沈承平瞇著眼沖江清沅笑,說:“你叫聲好聽的,我就告訴你。”
江清沅氣得又踹了他一腳:“那你憋著,別說了。”
說罷再也不理會這個混蛋玩意兒,大踏步的朝前走去。
沈承平再次追了過來。
這次終于老實了,對江清沅說:“關廳長打電話說,他們這次考察后將咱們廠里的情況朝部里匯報了一下,特別強調了目前廠區的艱苦環境。
得到部里批準后,他們與市里協調,同意近期會派一個施工隊過來,協助咱們廠子搞基礎建設。
主要任務是盡快把咱們廠區的辦公樓還有家屬樓給建起來。”
聽到“家屬樓”三個字,江清沅只覺得驚喜不已。
“咱們廠要蓋家屬樓了?咱們不用住地窩子了?”她興奮地問。
“暫時只能保證部分人員的住房,應該會傾向于拖家帶口的家庭,還有雙職工家庭。
未婚,或者單職工家庭暫時還解決不了。
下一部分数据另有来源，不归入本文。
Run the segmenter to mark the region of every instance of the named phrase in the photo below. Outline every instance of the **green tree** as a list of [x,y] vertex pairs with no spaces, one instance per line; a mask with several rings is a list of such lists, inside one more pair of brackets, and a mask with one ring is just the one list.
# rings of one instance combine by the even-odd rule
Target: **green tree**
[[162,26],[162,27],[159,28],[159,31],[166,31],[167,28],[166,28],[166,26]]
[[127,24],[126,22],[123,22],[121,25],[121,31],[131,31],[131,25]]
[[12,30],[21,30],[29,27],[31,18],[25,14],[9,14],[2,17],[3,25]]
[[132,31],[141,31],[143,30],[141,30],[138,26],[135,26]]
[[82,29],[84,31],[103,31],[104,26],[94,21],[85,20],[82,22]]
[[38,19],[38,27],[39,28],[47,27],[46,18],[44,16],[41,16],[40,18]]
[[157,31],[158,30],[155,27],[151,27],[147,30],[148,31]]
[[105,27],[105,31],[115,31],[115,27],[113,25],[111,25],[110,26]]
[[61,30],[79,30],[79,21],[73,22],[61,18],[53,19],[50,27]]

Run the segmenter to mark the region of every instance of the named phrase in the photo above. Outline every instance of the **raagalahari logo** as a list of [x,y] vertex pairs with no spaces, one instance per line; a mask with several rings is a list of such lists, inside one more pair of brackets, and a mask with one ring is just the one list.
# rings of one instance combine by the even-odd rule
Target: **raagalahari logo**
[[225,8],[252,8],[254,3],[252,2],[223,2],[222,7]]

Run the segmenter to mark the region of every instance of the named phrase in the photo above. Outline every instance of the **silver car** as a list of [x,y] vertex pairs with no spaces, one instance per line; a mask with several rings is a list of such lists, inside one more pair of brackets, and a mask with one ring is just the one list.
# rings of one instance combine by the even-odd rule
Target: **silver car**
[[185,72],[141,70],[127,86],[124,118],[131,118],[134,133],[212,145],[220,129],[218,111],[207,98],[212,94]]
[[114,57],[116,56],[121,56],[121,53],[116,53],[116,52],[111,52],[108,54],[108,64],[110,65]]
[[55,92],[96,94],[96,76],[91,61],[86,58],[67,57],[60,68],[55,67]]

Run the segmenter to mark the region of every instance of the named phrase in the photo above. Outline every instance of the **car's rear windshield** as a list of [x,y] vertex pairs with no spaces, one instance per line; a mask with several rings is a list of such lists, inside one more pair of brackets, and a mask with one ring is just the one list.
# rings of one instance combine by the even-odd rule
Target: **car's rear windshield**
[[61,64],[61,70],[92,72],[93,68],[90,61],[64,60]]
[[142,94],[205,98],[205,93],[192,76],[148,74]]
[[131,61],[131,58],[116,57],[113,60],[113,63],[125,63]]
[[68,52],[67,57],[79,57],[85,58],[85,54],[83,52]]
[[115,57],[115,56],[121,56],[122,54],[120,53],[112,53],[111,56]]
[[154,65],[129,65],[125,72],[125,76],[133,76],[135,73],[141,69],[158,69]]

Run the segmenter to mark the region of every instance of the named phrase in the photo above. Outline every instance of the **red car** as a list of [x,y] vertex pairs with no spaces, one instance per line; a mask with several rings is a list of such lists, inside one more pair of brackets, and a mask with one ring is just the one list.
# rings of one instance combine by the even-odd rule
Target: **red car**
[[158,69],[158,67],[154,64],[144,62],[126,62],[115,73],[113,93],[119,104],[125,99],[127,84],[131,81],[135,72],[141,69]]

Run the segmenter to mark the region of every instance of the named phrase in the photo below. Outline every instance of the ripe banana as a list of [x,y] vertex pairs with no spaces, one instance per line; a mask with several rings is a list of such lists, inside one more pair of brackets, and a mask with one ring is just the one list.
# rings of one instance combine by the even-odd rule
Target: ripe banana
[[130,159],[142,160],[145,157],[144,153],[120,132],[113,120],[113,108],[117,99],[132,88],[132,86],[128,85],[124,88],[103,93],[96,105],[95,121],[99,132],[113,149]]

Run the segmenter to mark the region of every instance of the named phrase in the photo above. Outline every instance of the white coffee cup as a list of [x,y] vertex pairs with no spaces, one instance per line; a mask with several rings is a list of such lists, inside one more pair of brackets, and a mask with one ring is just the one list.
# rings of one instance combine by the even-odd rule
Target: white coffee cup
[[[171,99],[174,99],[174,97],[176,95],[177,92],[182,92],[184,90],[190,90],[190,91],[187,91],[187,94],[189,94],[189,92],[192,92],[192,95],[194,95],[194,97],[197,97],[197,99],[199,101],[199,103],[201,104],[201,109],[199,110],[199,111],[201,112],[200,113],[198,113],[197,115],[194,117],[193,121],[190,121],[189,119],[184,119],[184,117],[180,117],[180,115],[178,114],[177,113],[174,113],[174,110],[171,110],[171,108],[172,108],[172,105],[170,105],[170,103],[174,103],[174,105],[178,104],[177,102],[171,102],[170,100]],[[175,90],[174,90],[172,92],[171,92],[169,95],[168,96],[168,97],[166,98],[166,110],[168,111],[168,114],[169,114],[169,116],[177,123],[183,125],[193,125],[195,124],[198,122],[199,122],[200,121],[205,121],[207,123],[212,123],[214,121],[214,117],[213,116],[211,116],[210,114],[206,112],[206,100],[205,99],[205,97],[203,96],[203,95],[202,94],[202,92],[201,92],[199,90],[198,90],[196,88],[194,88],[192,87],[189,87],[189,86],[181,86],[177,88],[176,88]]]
”
別人家江清沅管不了,但自己家是占了“雙職工”的!
想清楚這個,她頓時高興了起來。
江清沅覺得堂哥真是太好了!
真是天下第一好的哥哥!
還是堂哥貼心,知道自己此時最需要的。
雖然江清沅什么也沒說,可沈承平硬是從她的表情里讀出了很多東西。
這讓他心里難免有點酸溜溜的。
可他還沒法問。
他只能佯裝什么也沒有看出來,繼續說道:“聽說基建科的李大明是建筑學院畢業的,我打算找他聊聊。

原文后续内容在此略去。